The Model U.S. House program, the brainchild of the foundation’s executive director, Aurelia Figueroa, benefited from the inclusion of several aspects that added an air of authenticity to the proceedings. Hearings were chaired by former Members who volunteered their time — this year’s participants included ex-Reps. Jack Buechner (R-Mo.), Beverly Byron (D-Md.), Orval Hansen (R-Idaho), Ron Sarasin (R-Conn.) and Jim Coyne (R-Pa.) — and were held in actual House committee rooms. Participating students were assigned membership in either the majority or minority, though no specific party IDs were used. The young lawmakers also received Member-style pins for their lapels. And when their bills came to the floor — in this case the Cannon Caucus Room — they followed House rules and were sternly admonished for any deviations by the acting Speaker, Congressional Research Service’s Judith Schneider. There was even a page — in the form of 13-year-old Franklin Mason, an eighth-grader at Washington, D.C.’s Stuart-Hobson Middle School — to run errands and deliver messages.

“You’re pushing the same talk button and speaking in the same microphone” as actual Members, gushed 20-year-old Aileen Boniface, one of 11 students from Virginia Tech who received full scholarships to attend the program in the wake of the mass shooting there this spring. Sitting on the actual House floor during a tour earlier that day, Boniface said: “I was so excited I almost couldn’t even breathe.”

In fact, Boniface added, the program seemed so real she found herself tapping wells of political emotion she hadn’t realized she possessed. “I figured out I’m a Democrat,” she said, adding that she hoped to return to the Hill as soon as this summer as an intern. In the meantime, Boniface said she’d been trying to live up to the part of the respectable, well-turned-out Congresswoman, trying on “every outfit” before settling on a polka-dotted ensemble and even donning pantyhose despite the hot weather.

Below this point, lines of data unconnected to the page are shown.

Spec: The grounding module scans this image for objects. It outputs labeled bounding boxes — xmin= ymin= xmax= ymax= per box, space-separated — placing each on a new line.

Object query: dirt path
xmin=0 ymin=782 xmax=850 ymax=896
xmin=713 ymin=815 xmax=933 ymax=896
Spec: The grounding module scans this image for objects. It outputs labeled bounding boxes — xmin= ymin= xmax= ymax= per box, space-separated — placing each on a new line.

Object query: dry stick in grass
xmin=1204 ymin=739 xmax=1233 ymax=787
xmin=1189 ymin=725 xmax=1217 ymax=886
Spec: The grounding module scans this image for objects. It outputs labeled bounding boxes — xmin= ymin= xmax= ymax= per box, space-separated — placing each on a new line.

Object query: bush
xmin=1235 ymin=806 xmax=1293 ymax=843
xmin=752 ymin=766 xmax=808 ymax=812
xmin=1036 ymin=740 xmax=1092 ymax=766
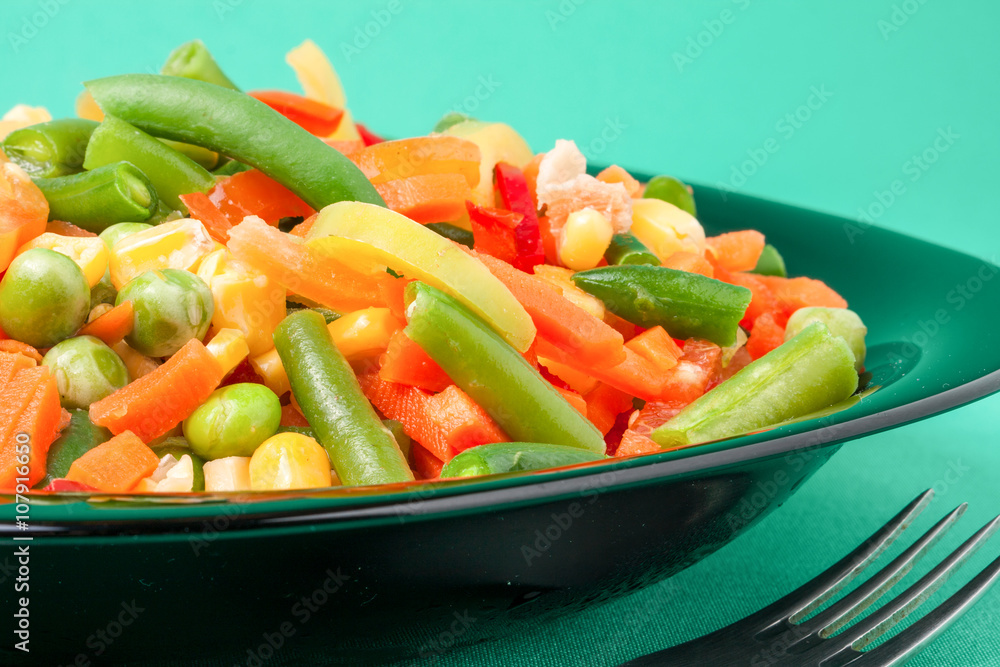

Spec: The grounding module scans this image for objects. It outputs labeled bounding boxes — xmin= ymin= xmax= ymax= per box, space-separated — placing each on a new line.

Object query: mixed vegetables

Just like real Congress, the Model House had an element of legislative head-butting.

Hwang said she learned that the hard way when a key provision of a bill she’d written on environmental contamination was struck after tough questioning by her fellow Agriculture Committee members.

“Maybe I was naive thinking as student Representatives they’d be more kind,” she said ruefully. “It kinda hurt.”

Along with the combativeness of Congress came the inevitable frustration that can come at times is part of representative democracy.

For 21-year-old Shorter, from the University of Tennessee at Martin, that moment hit him about 35 minutes into committee consideration of a bill Wednesday morning that would have required the U.S. government to consult local populations before relocating military bases in their countries.

Right about then, Shorter — who by that afternoon had effected a textbook Congressman’s look of concentrated boredom as he listened to questioning in the House Energy and Commerce Committee room — recalled asking himself: “Am I the only rational person here?”

Then there was that bill that would have offered debt forgiveness to college students with high grades.

“I got in a little trouble for calling [that] bill a convoluted mess,” admitted Shorter, a devotee of free-marketers Friedrich Hayek and Milton Friedman.

Standing outside the Cannon Caucus Room on Thursday afternoon as they waited to convene on the “floor,” student lawmakers lobbied each other in support of favored legislation with the intensity of seasoned professionals.

Those opposed to an agriculture bill that would have imposed strict standards on the produce industry, such as Elizabethtown College’s John Bayard of Pennsylvania, decried it as a waste of “taxpayer money.” Meanwhile, supporters, such as Hawaii Pacific University’s Shota Mkheidze, remained adamant that “this is a good bill.”

Then there were those like Virginia Tech’s Jessica Paulson, who took a more light-hearted approach. “I’m going to pass it because I like spinach,” she quipped.